Parecía tan resignada a que la descuidase que sir Walter abrió la boca para protestar; pero era tan cierto lo que ella decía que no logró articular palabra. Ya la primera vez que la había visto, en casa de lady Winsell en Bath, lo impresionaron su belleza y su elegancia... y rápidamente decidió que sería muy conveniente, además de casarse con ella tan pronto fuera factible, tratar de conocerla mejor, pues empezaba a intuir que podía ser una buena esposa para él no sólo por su dinero. Pensaba que una horita de conversación contribuiría en buena medida a situarlos en ese plano de perfecta compenetración y confianza tan deseable entre marido y mujer. Albergaba grandes esperanzas en que este tête-à-tête habría de proporcionarles las muestras de sus respectivos gustos y preferencias. Ciertas cosas que ella había dicho lo animaban a pensar que así sería. Y por ser hombre —hombre inteligente— y contar cuarenta y dos años, tenía mucha información y muchas opiniones sobre casi cualquier tema, las cuales estaba más que dispuesto a comunicar a una encantadora joven de diecinueve años, que necesariamente había de encontrarlas cautivadoras. Pero, por un lado, los importantes asuntos de Estado que lo absorbían a él y, por el otro, la delicada salud de la joven, les habían impedido mantener tan interesante conversación; y ahora ella le decía que esperaba que las cosas siguieran igual cuando estuviesen casados. Lo cual no parecía importarle.
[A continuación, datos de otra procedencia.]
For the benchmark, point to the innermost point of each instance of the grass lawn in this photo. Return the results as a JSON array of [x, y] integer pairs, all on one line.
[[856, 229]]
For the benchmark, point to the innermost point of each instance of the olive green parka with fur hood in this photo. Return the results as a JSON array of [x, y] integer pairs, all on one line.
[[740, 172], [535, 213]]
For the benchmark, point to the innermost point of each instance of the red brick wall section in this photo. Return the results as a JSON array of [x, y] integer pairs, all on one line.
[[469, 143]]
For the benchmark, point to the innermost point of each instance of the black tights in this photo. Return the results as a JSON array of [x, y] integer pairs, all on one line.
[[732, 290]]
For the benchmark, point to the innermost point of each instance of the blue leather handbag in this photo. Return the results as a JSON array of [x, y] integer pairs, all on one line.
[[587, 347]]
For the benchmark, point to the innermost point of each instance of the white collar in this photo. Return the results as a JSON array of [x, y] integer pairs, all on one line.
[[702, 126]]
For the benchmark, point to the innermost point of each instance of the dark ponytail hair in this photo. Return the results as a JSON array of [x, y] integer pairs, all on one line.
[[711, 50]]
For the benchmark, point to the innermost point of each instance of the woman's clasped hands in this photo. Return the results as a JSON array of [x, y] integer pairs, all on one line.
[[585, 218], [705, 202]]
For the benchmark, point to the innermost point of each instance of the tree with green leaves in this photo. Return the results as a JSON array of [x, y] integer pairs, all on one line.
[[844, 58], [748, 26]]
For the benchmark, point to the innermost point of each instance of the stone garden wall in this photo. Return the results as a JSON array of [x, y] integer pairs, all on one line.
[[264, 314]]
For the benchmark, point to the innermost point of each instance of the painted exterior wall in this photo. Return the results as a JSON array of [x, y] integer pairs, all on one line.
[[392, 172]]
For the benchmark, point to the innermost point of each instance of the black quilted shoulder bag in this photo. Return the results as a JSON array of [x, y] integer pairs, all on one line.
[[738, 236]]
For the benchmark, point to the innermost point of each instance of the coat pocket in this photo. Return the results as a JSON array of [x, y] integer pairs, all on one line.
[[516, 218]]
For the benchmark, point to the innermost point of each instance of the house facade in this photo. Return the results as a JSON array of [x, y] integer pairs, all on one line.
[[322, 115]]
Por el contrario, con su nueva vivacidad, parecía encontrar muy divertido que él hubiera podido engañarse a sí mismo pensando que las cosas iban a ser de otro modo.

Desgraciadamente, sir Walter ya llegaba tarde a una cita con el ministro de Asuntos Exteriores, por lo que tomó la mano de la señorita Wintertowne (su intacta mano derecha) y se la besó muy galán; le dijo que aguardaba con impaciencia el día siguiente, que haría de él el más feliz de los hombres; escuchó cortésmente —con el sombrero en la mano— un breve discurso de la señora Wintertowne sobre el tema; y salió de la casa decidido a atender a la cuestión con más detenimiento tan pronto dispusiera de tiempo para ello.

A la mañana siguiente se celebró la boda en la iglesia de San Jorge, en Hanover Square. Asistieron a la ceremonia casi todos los ministros de su majestad, dos o tres duques de la familia real, media docena de almirantes, un obispo y varios generales. Pero lamento tener que decir que, por indispensables que estos grandes hombres sean siempre para la paz y la prosperidad de una gran nación, el día en que la señorita Wintertowne contrajo matrimonio con sir Walter Pole, a nadie le importaba un rábano ninguno de ellos. El hombre que atraía las miradas, el hombre que todos señalaban al vecino con un cuchicheo, era el señor Norrell, el mago.